Extraordinarily Dull
by C.A. Wolski

The League of Extraordinary Gentlemen isn't so much a terrible movie as it is frightfully dull. There is a good (not great) picture desperately trying to break out of Blade director Stephen Norrington's adaptation of the Alan Moore-Kevin O'Neill graphic novel of the same name about famous 19th century literary characters joining forces, but it is bogged down by lackluster performances and an absolutely inchoate script by James Dale Robinson.

The premise is intriguing. At the dawn of the 20th century a faceless menace, known only as the Fantom and his minions have created several international incidents that have tipped the world toward war. To combat this evil, the British government recruits several anti-heroes: adventurer Alan Quartermain (Sean Connery), pirate Captain Nemo (Naseeruddin Shah), vampire Mina Harker (Peta Wilson), Dr. Jekyll (Jason Flemyng) and his alter-ego Mr. Hyde, the immortal Dorian Gray (Stuart Townsend) and an invisible man (Tony Curran), but not the one from H.G. Wells' novel it's explained in passing. Joining this band is a grown up Tom Sawyer (horribly miscast Shane West), now an agent of the U.S. government. Their mission is simple, stop Fantom and keep the world from sliding into war. On paper, it's a great concept.

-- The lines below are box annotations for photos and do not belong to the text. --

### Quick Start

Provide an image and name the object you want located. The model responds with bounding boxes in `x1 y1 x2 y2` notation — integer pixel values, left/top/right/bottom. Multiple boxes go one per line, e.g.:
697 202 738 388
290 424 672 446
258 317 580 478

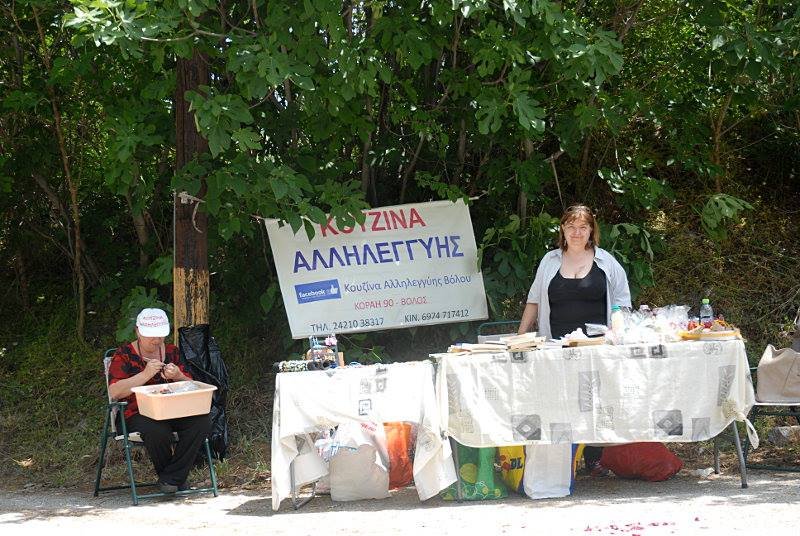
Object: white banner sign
266 201 487 339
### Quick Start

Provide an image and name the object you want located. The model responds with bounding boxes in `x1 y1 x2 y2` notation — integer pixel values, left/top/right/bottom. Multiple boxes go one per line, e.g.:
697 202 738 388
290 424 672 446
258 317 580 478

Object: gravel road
0 470 800 536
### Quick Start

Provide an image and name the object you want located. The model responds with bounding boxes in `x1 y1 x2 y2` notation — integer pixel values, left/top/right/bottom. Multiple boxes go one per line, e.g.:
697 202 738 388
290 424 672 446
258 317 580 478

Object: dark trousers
125 413 211 486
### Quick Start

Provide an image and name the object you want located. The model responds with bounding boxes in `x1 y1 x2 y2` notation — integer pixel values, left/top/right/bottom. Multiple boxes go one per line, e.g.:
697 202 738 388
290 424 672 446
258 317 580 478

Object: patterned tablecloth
434 340 758 447
272 361 456 510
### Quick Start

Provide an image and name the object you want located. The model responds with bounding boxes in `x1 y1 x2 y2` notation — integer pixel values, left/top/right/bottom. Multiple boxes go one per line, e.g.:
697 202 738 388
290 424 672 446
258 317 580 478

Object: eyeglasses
564 224 592 234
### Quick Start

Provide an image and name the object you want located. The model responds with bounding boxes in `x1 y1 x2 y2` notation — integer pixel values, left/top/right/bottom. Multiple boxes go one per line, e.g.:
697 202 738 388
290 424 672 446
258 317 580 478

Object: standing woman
108 309 211 493
519 205 631 474
519 205 631 339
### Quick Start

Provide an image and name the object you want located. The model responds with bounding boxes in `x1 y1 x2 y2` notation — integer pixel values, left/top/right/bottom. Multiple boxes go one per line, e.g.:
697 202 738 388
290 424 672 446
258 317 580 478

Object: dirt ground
0 462 800 536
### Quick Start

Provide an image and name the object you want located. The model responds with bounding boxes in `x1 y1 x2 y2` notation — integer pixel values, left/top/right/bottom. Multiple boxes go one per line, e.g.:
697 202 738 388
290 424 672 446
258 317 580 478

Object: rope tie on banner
722 398 759 449
176 192 481 228
176 192 268 227
178 192 206 234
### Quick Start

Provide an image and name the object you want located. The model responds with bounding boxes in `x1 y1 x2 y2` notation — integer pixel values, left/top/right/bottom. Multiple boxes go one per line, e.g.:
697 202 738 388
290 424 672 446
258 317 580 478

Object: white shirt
528 248 631 339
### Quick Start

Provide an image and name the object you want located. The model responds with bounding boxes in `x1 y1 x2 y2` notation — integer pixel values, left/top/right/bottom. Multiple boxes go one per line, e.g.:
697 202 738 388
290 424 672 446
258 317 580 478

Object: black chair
94 348 218 506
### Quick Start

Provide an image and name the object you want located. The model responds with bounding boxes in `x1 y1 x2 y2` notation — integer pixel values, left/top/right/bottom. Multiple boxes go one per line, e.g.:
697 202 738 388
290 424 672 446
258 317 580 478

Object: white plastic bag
330 422 389 501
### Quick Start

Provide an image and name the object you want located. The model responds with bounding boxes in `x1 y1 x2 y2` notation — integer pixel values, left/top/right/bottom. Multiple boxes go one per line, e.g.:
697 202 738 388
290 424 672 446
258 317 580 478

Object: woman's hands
161 363 184 381
142 359 165 380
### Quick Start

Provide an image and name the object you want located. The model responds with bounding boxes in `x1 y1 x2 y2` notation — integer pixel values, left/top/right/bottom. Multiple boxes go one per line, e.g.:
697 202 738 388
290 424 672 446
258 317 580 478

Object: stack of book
447 333 545 354
500 333 545 352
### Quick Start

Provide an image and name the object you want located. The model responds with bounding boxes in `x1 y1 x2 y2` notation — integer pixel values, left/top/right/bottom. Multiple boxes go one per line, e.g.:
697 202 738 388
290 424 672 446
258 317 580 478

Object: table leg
289 460 317 510
450 437 464 502
731 421 747 489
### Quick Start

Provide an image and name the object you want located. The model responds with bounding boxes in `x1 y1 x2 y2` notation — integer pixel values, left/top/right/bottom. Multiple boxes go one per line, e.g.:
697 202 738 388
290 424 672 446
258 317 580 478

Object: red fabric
108 343 192 419
383 422 414 489
600 443 683 482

In execution, it's far from it.

Granted this is an adventure picture, but there is nary any character development and the back stories are murky at best (unless one has a good liberal arts education, several turn of events will be completely unfathomable, particularly when the real identity of Fantom is revealed). For instance, throughout it is indicated that Harker and Gray had a relationship, but no details are given. Nor is it fully explained why Harker can be exposed to sunlight (in Dracula, the count could go out in sunlight, but he did not have his vampire powers).

League does have some nice touches. The Jekyll/Hyde duality is nicely portrayed, and Nemo is a strong character, albeit the choice to make him Turkish is rather odd given that Jules Verne, a supporter of the Polish nationalist cause, originally wrote him as a Polish aristocrat.

But, fundamentally, audiences don't go to an action picture to revel in their knowledge of the classics or quibble about interpretations (that's the critic's job), they want to be entertained and astounded. League's major set pieces, an attack on Venice that seems to be largely successful, including the sinking of St. Mark's, and the attack on the evil Fantom's lair are both rendered in slapdash video game fashion. The final sequence is such a mess, it's doubtful any audience member could follow what's happening—or really care.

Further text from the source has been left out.